Department of Statistics and Data Science, National University of Singapore, Singapore 117546, Republic of Singapore.
Yau Mathematical Sciences Center, Jingzhai, Tsinghua University, Beijing 100084, China.
Proc Natl Acad Sci U S A. 2024 Sep 10;121(37):e2400002121. doi: 10.1073/pnas.2400002121. Epub 2024 Sep 3.
Single-cell RNA sequencing (scRNA-seq) data, susceptible to noise arising from biological variability and technical errors, can distort gene expression analysis and impact cell similarity assessments, particularly in heterogeneous populations. Current methods, including deep learning approaches, often struggle to accurately characterize cell relationships due to this inherent noise. To address these challenges, we introduce scAMF (Single-cell Analysis via Manifold Fitting), a framework designed to enhance clustering accuracy and data visualization in scRNA-seq studies. At the heart of scAMF lies the manifold fitting module, which effectively denoises scRNA-seq data by unfolding their distribution in the ambient space.
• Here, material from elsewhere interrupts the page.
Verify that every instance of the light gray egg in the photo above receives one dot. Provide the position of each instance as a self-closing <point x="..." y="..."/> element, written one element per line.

This unfolding aligns the gene expression vector of each cell more closely with its underlying structure, bringing it spatially closer to other cells of the same cell type. To comprehensively assess the impact of scAMF, we compile a collection of 25 publicly available scRNA-seq datasets spanning various sequencing platforms, species, and organ types, forming an extensive RNA data bank. In our comparative studies, benchmarking scAMF against existing scRNA-seq analysis algorithms in this data bank, we consistently observe that scAMF outperforms in terms of clustering efficiency and data visualization clarity. Further experimental analysis reveals that this enhanced performance stems from scAMF's ability to improve the spatial distribution of the data and capture class-consistent neighborhoods. These findings underscore the promising application potential of manifold fitting as a tool in scRNA-seq analysis, signaling a significant enhancement in the precision and reliability of data interpretation in this critical field of study.
单细胞 RNA 测序 (scRNA-seq) 数据容易受到生物变异性和技术误差产生的噪声的影响,这可能会扭曲基因表达分析并影响细胞相似性评估,特别是在异质群体中。由于这种固有噪声,包括深度学习方法在内的当前方法往往难以准确描述细胞之间的关系。为了解决这些挑战,我们引入了 scAMF(通过流形拟合进行单细胞分析),这是一个旨在提高 scRNA-seq 研究中聚类准确性和数据可视化的框架。scAMF 的核心是流形拟合模块,它通过在环境空间中展开 scRNA-seq 数据来有效地对其进行去噪。这种展开使每个细胞的基因表达向量与其潜在结构更紧密地对齐,从而使它在空间上更接近同一细胞类型的其他细胞。为了全面评估 scAMF 的影响,我们编译了一个由 25 个公开可用的 scRNA-seq 数据集组成的集合,这些数据集涵盖了各种测序平台、物种和器官类型,形成了一个广泛的 RNA 数据库。在我们对该数据库中现有的 scRNA-seq 分析算法的比较研究中,我们一致观察到 scAMF 在聚类效率和数据可视化清晰度方面表现优于其他算法。进一步的实验分析表明,这种增强的性能源于 scAMF 改善数据空间分布和捕获类一致邻域的能力。这些发现突显了流形拟合作为 scRNA-seq 分析工具的应用潜力,表明在这一关键研究领域中,数据解释的精度和可靠性得到了显著提高。